“It was just then, sir, that my dear wife died, and my dear Ellen was born.”
He turned sadly around to look at his daughter. She was walking at some distance with Brent. The earnest murmur of their voices came to us through the stillness. I felt what my friend must be saying in that pleading tone.
“Everything went disastrously with me,” continued Mr. Clitheroe. “I tried to recover my fortunes, fairly and honestly, but it was too late. My creditors took the old Hall. Hugh Clitheroe in Harry the Eighth’s time built it, on land where the family had lived from before Egbert. I lost it, sir. The family came to an end with me. I found sheriff’s officers making beer rings on my old oak dining-table. The Vandykes went. Hugh of Cromwell’s days was divorced from his wife, the Beauty. I tried to keep them together; but scrubs bought them, and stuck them up in their vulgar parlors. Sorry business! Sorry business!”

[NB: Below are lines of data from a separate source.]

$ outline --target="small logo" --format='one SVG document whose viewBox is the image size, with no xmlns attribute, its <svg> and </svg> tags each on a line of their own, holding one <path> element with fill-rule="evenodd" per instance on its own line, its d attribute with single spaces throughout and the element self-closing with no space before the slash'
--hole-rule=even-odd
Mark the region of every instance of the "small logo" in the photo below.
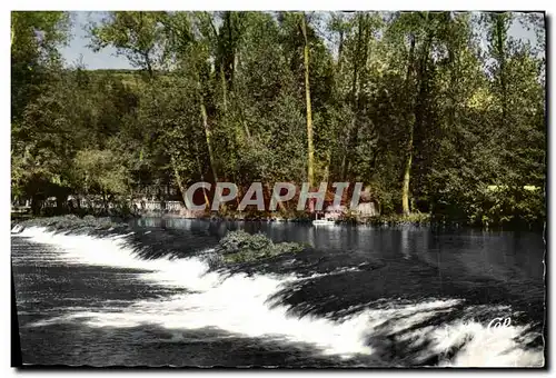
<svg viewBox="0 0 556 378">
<path fill-rule="evenodd" d="M 487 329 L 496 329 L 496 328 L 508 328 L 512 325 L 512 319 L 507 318 L 494 318 L 487 326 Z"/>
</svg>

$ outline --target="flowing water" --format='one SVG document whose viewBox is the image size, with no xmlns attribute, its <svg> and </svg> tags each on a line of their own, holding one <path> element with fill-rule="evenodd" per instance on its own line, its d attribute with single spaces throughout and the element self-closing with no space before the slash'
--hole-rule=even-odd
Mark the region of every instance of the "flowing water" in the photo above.
<svg viewBox="0 0 556 378">
<path fill-rule="evenodd" d="M 214 271 L 228 230 L 311 248 Z M 12 235 L 24 364 L 542 367 L 540 233 L 140 219 Z"/>
</svg>

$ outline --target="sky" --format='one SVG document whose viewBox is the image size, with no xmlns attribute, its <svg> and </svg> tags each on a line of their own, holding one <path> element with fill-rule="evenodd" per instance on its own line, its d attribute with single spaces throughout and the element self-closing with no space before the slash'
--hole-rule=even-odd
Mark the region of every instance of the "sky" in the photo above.
<svg viewBox="0 0 556 378">
<path fill-rule="evenodd" d="M 93 52 L 89 44 L 89 38 L 87 37 L 87 31 L 85 27 L 90 21 L 100 21 L 102 18 L 101 12 L 87 12 L 78 11 L 72 12 L 72 38 L 68 46 L 61 49 L 62 57 L 67 66 L 72 66 L 77 62 L 82 62 L 88 69 L 132 69 L 126 57 L 118 57 L 116 54 L 116 49 L 106 48 L 99 52 Z M 518 22 L 509 29 L 509 34 L 532 41 L 535 43 L 536 37 L 533 30 L 524 29 Z M 82 59 L 82 60 L 81 60 Z"/>
</svg>

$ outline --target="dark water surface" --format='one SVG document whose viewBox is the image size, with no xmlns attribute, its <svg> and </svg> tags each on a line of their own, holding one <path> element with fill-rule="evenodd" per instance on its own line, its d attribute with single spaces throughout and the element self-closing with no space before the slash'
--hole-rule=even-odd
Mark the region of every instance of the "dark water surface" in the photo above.
<svg viewBox="0 0 556 378">
<path fill-rule="evenodd" d="M 12 236 L 23 362 L 543 365 L 539 233 L 183 219 L 132 227 L 119 245 Z M 207 250 L 238 228 L 310 248 L 205 275 Z M 512 326 L 488 328 L 496 318 Z"/>
</svg>

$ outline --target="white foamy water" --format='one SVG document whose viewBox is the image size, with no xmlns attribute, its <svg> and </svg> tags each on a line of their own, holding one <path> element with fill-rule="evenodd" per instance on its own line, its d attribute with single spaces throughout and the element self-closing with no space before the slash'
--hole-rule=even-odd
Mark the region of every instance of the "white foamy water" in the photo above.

“You kept a brave heart through it all.”
“Yes, until they accused me of dishonesty. That I felt bitterly. And everybody gave me the cold shoulder. I could get nothing to do. There is not much that a broken-down gentleman can do; but no one would trust me. I grew poorer than you can conceive. I lost all heart. Men are poor creatures,—as a desolate man finds.”

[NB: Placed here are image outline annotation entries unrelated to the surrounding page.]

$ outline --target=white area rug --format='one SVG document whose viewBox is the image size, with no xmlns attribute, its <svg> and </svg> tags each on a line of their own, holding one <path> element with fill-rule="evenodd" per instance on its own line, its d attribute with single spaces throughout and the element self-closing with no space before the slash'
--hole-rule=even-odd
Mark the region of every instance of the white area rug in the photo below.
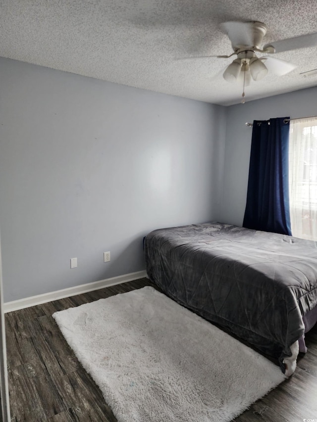
<svg viewBox="0 0 317 422">
<path fill-rule="evenodd" d="M 279 368 L 152 287 L 56 312 L 119 422 L 225 422 Z"/>
</svg>

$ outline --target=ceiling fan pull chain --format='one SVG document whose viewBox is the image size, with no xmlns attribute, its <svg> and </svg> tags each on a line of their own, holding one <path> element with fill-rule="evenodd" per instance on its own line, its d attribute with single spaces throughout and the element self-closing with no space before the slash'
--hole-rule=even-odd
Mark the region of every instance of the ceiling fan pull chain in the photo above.
<svg viewBox="0 0 317 422">
<path fill-rule="evenodd" d="M 243 75 L 243 92 L 242 93 L 242 99 L 241 100 L 241 103 L 244 104 L 245 101 L 244 100 L 244 97 L 245 96 L 245 94 L 244 92 L 244 88 L 246 84 L 246 65 L 247 65 L 247 52 L 246 51 L 246 61 L 244 64 L 244 74 Z"/>
</svg>

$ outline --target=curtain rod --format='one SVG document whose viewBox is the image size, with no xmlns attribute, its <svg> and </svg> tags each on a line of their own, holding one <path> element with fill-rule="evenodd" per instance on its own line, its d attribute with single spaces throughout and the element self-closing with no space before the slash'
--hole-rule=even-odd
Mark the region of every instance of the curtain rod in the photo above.
<svg viewBox="0 0 317 422">
<path fill-rule="evenodd" d="M 308 117 L 298 117 L 297 119 L 284 119 L 284 123 L 287 123 L 288 122 L 290 122 L 291 120 L 301 120 L 302 119 L 317 119 L 317 116 L 309 116 Z M 259 124 L 261 124 L 261 123 Z M 246 123 L 246 126 L 250 127 L 253 126 L 253 123 L 248 123 L 248 122 Z"/>
</svg>

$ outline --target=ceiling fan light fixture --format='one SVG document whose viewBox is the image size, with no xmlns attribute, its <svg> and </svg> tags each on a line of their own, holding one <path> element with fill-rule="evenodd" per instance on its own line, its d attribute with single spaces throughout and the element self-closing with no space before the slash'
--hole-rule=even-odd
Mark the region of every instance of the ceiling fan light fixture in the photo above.
<svg viewBox="0 0 317 422">
<path fill-rule="evenodd" d="M 267 74 L 267 68 L 259 58 L 257 57 L 250 59 L 250 71 L 254 81 L 260 81 Z"/>
<path fill-rule="evenodd" d="M 223 72 L 222 76 L 227 82 L 236 82 L 241 71 L 241 61 L 236 58 L 230 63 Z"/>
</svg>

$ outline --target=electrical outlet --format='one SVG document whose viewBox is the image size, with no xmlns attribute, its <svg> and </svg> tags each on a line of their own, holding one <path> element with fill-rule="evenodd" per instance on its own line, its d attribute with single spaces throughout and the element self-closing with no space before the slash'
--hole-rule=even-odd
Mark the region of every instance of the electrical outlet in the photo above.
<svg viewBox="0 0 317 422">
<path fill-rule="evenodd" d="M 77 268 L 77 258 L 70 258 L 70 268 Z"/>
</svg>

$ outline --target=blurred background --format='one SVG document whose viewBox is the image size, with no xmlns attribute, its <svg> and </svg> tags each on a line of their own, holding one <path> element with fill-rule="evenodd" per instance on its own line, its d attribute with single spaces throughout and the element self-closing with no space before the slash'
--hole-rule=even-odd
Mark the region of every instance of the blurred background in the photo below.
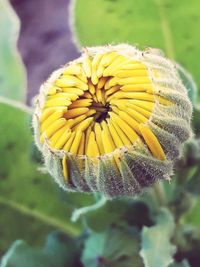
<svg viewBox="0 0 200 267">
<path fill-rule="evenodd" d="M 162 49 L 187 69 L 197 84 L 187 81 L 196 107 L 193 127 L 199 137 L 199 10 L 198 0 L 0 0 L 0 257 L 15 240 L 43 246 L 46 236 L 55 231 L 48 242 L 53 240 L 61 250 L 68 242 L 66 236 L 77 236 L 90 227 L 102 231 L 127 218 L 133 207 L 132 200 L 119 199 L 88 214 L 87 220 L 83 217 L 72 223 L 72 211 L 92 204 L 94 197 L 61 191 L 43 172 L 33 144 L 32 98 L 53 70 L 80 55 L 81 46 L 129 43 L 142 49 Z M 195 205 L 183 221 L 199 229 L 199 161 L 194 165 L 190 175 L 196 180 L 190 192 L 195 193 Z M 142 214 L 147 220 L 145 225 L 151 225 L 146 204 L 136 210 L 137 216 Z M 55 266 L 62 266 L 59 264 Z M 33 266 L 40 266 L 39 262 Z"/>
</svg>

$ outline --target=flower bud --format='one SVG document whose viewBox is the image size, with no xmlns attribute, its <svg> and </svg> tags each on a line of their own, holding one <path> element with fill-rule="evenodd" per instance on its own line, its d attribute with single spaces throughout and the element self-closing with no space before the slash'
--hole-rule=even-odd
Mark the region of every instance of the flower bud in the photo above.
<svg viewBox="0 0 200 267">
<path fill-rule="evenodd" d="M 87 48 L 41 86 L 35 140 L 64 189 L 133 196 L 172 175 L 192 107 L 174 64 L 154 51 Z"/>
</svg>

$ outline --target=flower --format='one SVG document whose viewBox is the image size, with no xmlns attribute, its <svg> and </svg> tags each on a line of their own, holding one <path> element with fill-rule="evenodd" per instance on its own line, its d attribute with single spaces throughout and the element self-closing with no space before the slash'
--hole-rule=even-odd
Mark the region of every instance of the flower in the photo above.
<svg viewBox="0 0 200 267">
<path fill-rule="evenodd" d="M 155 50 L 91 47 L 41 86 L 33 127 L 63 188 L 113 198 L 169 179 L 191 112 L 175 65 Z"/>
</svg>

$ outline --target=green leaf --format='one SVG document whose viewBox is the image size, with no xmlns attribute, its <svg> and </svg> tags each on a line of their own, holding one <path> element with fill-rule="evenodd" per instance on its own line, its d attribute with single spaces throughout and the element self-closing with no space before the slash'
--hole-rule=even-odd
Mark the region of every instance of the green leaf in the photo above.
<svg viewBox="0 0 200 267">
<path fill-rule="evenodd" d="M 174 221 L 168 210 L 162 209 L 155 226 L 143 227 L 140 255 L 145 267 L 167 267 L 173 262 L 175 246 L 170 243 Z"/>
<path fill-rule="evenodd" d="M 0 96 L 25 101 L 25 69 L 16 48 L 19 20 L 8 0 L 0 0 L 0 29 Z"/>
<path fill-rule="evenodd" d="M 61 232 L 47 237 L 44 248 L 32 248 L 22 240 L 15 241 L 2 258 L 1 267 L 78 267 L 76 242 Z"/>
<path fill-rule="evenodd" d="M 115 43 L 162 49 L 200 85 L 199 1 L 77 0 L 76 38 L 83 46 Z M 184 23 L 182 23 L 184 21 Z"/>
<path fill-rule="evenodd" d="M 200 196 L 200 166 L 197 166 L 194 170 L 194 174 L 187 183 L 187 189 L 189 192 Z"/>
<path fill-rule="evenodd" d="M 142 267 L 137 233 L 110 227 L 102 233 L 91 233 L 85 242 L 82 262 L 85 267 Z"/>
<path fill-rule="evenodd" d="M 31 159 L 30 114 L 1 104 L 0 117 L 0 253 L 16 239 L 38 244 L 47 230 L 79 234 L 81 223 L 71 223 L 71 213 L 92 196 L 63 191 L 62 197 L 53 178 L 38 170 Z"/>
<path fill-rule="evenodd" d="M 190 267 L 190 264 L 188 263 L 188 261 L 184 260 L 182 262 L 175 262 L 170 264 L 170 267 Z"/>
</svg>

“Not all, I hope,” was my protest.
“Truly not all. But the friends of prosperity are birds that come to be fed, and fly away when the crumbs give out. All are not base and timeserving; but men are busy and careless, and fancy that others can always take care of themselves. I could not beg, sir; but it came near starvation to me in Christian England,—to me and my young daughter, within a year after my misfortunes. Perhaps I was over-proud or over-vain; but I grew tired of the slights of people that had known me in my better days, and now dodged me because I was shabby and poor. I wanted to get out of sight of the ungrateful, ungracious world. The blue sky grew hateful to me. I must live, or, if life was nothing to me, my daughter must not starve. I had a choice of factory or coal-mine to hide myself in. I sank into a coal-mine.”
“A strange contrast!” I said, after a pause.
“I am trying to make the whole history less dreamy. Each seems unreal,—my luxurious life at Clitheroe Hall, and my troglodyte life down in the coal-pit. Idler and slave; either extreme had its own special unhappiness and unhealthiness.”
How much wisdom there was in the weakness of the old man’s character! The more I talked with him, the more pitiable seemed his destiny. “O John Brent!” I groaned in my heart, “plead with the daughter as man never pleaded before. We must save them from the dismal fate before them. And if she cannot master her father, and you, John Brent, cannot master her, there is no hope.”